We all know the general rule that the IRS treats any forgiveness of debt as taxable income under the IRS Code.  Creditors have an affirmative duty to issue 1099s for all cancellation of debt in order to alert the IRS to the income potentially generated by such a cancellation of debt.  But we also know that there are a variety of exceptions to this rule, including debt forgiven under Title 11, and debt forgiven for a debtor who is insolvent at the time of forgiveness.  Normally in bankruptcy proceedings, although your client is being released from a sizeable amount of debt that would otherwise be classified as income by the IRS, since that debt is being forgiven under Title 11, there is no tax liability associated with the proceeding.

However, when litigating an adversary proceeding to discharge student loans, this area can become somewhat gray and you’ll want to counsel your client accordingly.  Best practices for litigators state that you should always advise your client in writing that you are not a tax lawyer, and thus they should seek outside counsel for any complicated tax questions.  However, it may also behoove you to be able to speak intelligently about possible tax liability and be prepared to structure any settlement in your client’s best interests.

Now if you successfully litigate a student loan proceeding and succeed in obtaining a judgment that the debt is discharged in bankruptcy, none of this should pose any problems.  Your client will have a judgment from the bankruptcy court stating the debt as discharged under Title 11 and will be able to avoid any tax liability. [1]

However, what happens in the context of a settlement?  Often times where you settle prior to trial, the creditor is not going to want to stipulate to discharge. Instead, they will structure the arrangement as a conditional forgiveness of debt that can be revoked if your client ever:

(i) declares bankruptcy a second time;
(ii) defaults on the payment arrangements agreed to in the stipulation.

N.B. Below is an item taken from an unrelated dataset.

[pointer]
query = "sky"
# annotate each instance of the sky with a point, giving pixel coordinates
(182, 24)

So, for example, let’s say that your client has $100,000 in private student debt and that during your adversary proceeding, you agree to settle the case for $50,000 payable over 30 years.  Chances are the creditor may place into the settlement a condition that if your client ever defaults, all or some portion of the debt forgiveness is revoked.  In that instance, it’s not clear whether the excess $50,000 was discharged under Title 11 of the Code.

First, ask that the creditor not issue a 1099 because the debt is being forgiven in the context of a proceeding under Title 11.  If they refuse, ensure that your client’s insolvency at the time of forgiveness exceeds the amount of debt being forgiven. For example, if your client has 200,000 in liabilities, and 50,000 in assets, your client is insolvent to the tune of $150,000, and the $50,000 being forgiven in student debt should not qualify as a taxable event because it is smaller than the amount of your client’s total insolvency.  However, your client will need to prepare an insolvency worksheet and attach to their tax return in order to prevent a realization of income. [2]


[1] IRS Publication 4681 at 5, available at https://www.irs.gov/pub/irs-pdf/p4681.pdf (“Debt canceled in a title 11 bankruptcy case isn’t included in your income. A title 11 bankruptcy case is a case under title 11 of the United States Code (including all chapters in title 11 such as chapters 7, 11, and 13). You must be a debtor under the jurisdiction of the court and the cancellation of the debt must be granted by the court or occur as a result of a plan approved by the court.”)

[2] See id. at 5-6 (“Don’t include a canceled debt in income to the extent that you were insolvent immediately before the cancellation . . . You must be insolvent to qualify for this exclusion. You were insolvent immediately before the cancellation to the extent that the total of all of your liabilities was more than the FMV of all of your assets immediately before the cancellation.”).